Perhaps Montoya wasn’t talking about the on-track stuff, because after the checkered flag fell, Martin drove into the garage area and parked his car in front of Montoya’s hauler. That’s when the exchange of words took place.
Neither one of those guys has even come close to winning this year. Maybe that’s what’s got them frustrated.
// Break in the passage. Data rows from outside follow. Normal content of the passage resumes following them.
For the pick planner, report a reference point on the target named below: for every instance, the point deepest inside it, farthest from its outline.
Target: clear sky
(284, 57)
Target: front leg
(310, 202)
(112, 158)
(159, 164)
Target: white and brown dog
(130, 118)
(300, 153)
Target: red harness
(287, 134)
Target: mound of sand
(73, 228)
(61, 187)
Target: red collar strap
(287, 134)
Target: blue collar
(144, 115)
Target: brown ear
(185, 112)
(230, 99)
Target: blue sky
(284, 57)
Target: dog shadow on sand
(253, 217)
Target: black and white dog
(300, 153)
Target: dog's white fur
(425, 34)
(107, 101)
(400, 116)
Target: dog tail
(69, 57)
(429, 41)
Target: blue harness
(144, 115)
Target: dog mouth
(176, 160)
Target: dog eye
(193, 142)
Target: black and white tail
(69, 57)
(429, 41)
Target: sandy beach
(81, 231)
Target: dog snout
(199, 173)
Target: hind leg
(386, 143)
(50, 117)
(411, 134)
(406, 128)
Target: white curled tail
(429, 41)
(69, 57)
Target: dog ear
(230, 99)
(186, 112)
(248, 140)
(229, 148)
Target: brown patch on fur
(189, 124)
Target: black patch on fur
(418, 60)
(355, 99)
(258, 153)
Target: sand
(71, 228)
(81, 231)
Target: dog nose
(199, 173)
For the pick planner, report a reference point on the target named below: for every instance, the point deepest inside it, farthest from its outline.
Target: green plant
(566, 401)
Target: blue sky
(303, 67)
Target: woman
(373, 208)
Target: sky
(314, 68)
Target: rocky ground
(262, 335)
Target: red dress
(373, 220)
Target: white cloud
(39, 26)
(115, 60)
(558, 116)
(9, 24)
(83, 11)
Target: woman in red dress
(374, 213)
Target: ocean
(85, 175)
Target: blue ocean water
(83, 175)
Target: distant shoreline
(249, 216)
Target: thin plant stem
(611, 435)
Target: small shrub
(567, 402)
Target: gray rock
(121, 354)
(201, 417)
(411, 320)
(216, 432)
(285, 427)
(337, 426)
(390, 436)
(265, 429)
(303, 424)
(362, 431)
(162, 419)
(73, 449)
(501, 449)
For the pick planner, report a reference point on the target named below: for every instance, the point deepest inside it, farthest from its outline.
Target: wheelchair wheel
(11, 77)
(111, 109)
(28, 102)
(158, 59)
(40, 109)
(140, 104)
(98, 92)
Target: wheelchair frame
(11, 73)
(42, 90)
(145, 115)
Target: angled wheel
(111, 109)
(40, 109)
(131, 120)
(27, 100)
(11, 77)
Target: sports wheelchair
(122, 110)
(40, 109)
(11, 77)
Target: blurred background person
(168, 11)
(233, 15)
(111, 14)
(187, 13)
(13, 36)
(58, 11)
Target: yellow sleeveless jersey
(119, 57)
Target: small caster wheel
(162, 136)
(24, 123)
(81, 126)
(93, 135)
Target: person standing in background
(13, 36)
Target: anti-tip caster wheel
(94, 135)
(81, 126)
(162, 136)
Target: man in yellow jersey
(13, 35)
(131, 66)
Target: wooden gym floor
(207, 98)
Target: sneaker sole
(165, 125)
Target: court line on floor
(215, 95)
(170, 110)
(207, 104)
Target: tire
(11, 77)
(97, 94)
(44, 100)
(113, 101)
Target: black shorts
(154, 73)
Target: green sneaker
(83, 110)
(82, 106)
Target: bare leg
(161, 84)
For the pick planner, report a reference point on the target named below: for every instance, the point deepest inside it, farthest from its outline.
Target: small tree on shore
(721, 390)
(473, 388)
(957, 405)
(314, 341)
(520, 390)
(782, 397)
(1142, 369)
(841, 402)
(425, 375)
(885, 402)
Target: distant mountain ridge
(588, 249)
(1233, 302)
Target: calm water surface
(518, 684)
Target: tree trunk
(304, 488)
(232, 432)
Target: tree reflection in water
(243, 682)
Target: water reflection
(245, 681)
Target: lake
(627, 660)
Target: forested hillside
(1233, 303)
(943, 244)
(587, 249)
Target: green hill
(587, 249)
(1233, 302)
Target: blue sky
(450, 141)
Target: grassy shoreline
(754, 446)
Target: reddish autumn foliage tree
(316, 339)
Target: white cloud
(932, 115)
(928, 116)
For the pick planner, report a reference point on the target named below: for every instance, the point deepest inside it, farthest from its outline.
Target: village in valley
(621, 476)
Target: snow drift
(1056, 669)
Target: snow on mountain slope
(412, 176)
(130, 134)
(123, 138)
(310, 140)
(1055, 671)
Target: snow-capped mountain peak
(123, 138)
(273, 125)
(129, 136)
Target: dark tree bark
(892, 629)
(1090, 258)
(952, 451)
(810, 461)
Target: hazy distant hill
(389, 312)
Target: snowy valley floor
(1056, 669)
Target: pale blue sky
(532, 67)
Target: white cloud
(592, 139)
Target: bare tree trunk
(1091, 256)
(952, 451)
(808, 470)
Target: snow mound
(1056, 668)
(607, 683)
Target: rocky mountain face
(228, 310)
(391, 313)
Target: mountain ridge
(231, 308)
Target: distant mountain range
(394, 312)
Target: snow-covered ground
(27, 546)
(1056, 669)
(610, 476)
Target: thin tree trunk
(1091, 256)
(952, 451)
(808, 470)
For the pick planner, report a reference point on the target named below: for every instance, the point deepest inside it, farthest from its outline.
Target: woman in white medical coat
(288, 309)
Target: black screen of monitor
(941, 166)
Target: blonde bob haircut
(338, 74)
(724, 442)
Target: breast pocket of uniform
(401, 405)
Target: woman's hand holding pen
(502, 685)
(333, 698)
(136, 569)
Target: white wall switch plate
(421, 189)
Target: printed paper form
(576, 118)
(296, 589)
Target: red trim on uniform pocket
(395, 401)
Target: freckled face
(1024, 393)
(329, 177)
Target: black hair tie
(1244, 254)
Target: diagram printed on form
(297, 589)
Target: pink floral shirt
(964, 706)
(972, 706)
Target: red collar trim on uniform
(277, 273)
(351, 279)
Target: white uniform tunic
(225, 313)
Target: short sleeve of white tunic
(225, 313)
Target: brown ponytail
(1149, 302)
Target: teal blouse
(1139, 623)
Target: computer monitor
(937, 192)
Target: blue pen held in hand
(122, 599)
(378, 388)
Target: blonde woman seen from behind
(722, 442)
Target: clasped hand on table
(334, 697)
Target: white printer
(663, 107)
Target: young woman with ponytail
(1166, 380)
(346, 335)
Jordan Szoke of Brantford is continuing his wonderful season of motorcycle racing. He swept the two races at Mosport this weekend in the Parts Canada Superbike Championship and is now closing in on his seventh (count ‘em seven) national championship. He’s aiming for a perfect season when the Superbike season concludes at Atlantic Motorsport Park near Halifax the weekend of Aug. 5-8. Szoke also won both the weekend’s Pro Sport Bike races. . . Austin Dillon won the NASCAR Camping World Truck Series race at Iowa Speedway yesterday. He led 187 of the 200 laps. He was driving the Richard Childress Racing black No. 3 truck, which was Dale Earnhardt's old number and colour scheme. Last weekend, Dale Jr. drove the No. 3 to victory in the Nationwide race. How long do you think they're going to keep up this nonsense? He's dead, folks. Move on . . . On Friday night at Chicagoland, Kyle Busch won the Nationwide Series race, with Joey Logano second and rookie Brian Scott third. Danica Patrick started 28th and finished 24th, which was her best finish to date. . . . Chris Jones of Demorestville won the Southern Ontario Sprints feature at Brighton Speedway on Saturday night. It was Jones’s first win in that travelling series . . . The American Le Mans Series was at Miller Motorsports Park near Salt Lake City in Utah yesterday. David Brabham and Simon Pagenaud were the overall winners and, natch, first in the Prototype class. Scott Tucker and Christophe Bouchut won the Prototype Challenge class and finished fifth overall. Gianmaria Bruni and Jaime Melo drove a Ferrari 430 to victory in the GT class (they were ninth overall) and Tim Pappas and Jeroen Bleekemolen were first in the GT Challenge class in a Porsche 911 and 21st overall. Canadian content: Tony Burgess of Toronto and Bryan Willman were 18th overall and fifth in the Prototype class while Kyle Marcelli of Barrie and his partner, Brian Wong, finished 33rd overall and fifth in class in Prototype Challenge. Is it just me, or has that series lost its mojo?
AND FINALLY . . .
The Izod IndyCar Series will announce on Wednesday its chassis specifications for 2012 and beyond. A number of manufacturers have submitted proposals (see my story on them all here).
The league has already announced it will open up the series to more engine manufacturers in 2012 (all cars are currently powered by Honda engines) and I really hope it announces on Wednesday that as many manufacturers as want to are welcome to build cars for the series.
And, although the guidelines should state that the Indy car of 2012 onward will be an open wheel, open cockpit creation not to exceed certain length, width and height limits, the sky should be the limit.
There is little or no innovation in racing anymore and it's this control that's killing the sport. Let imaginations run wild, I say.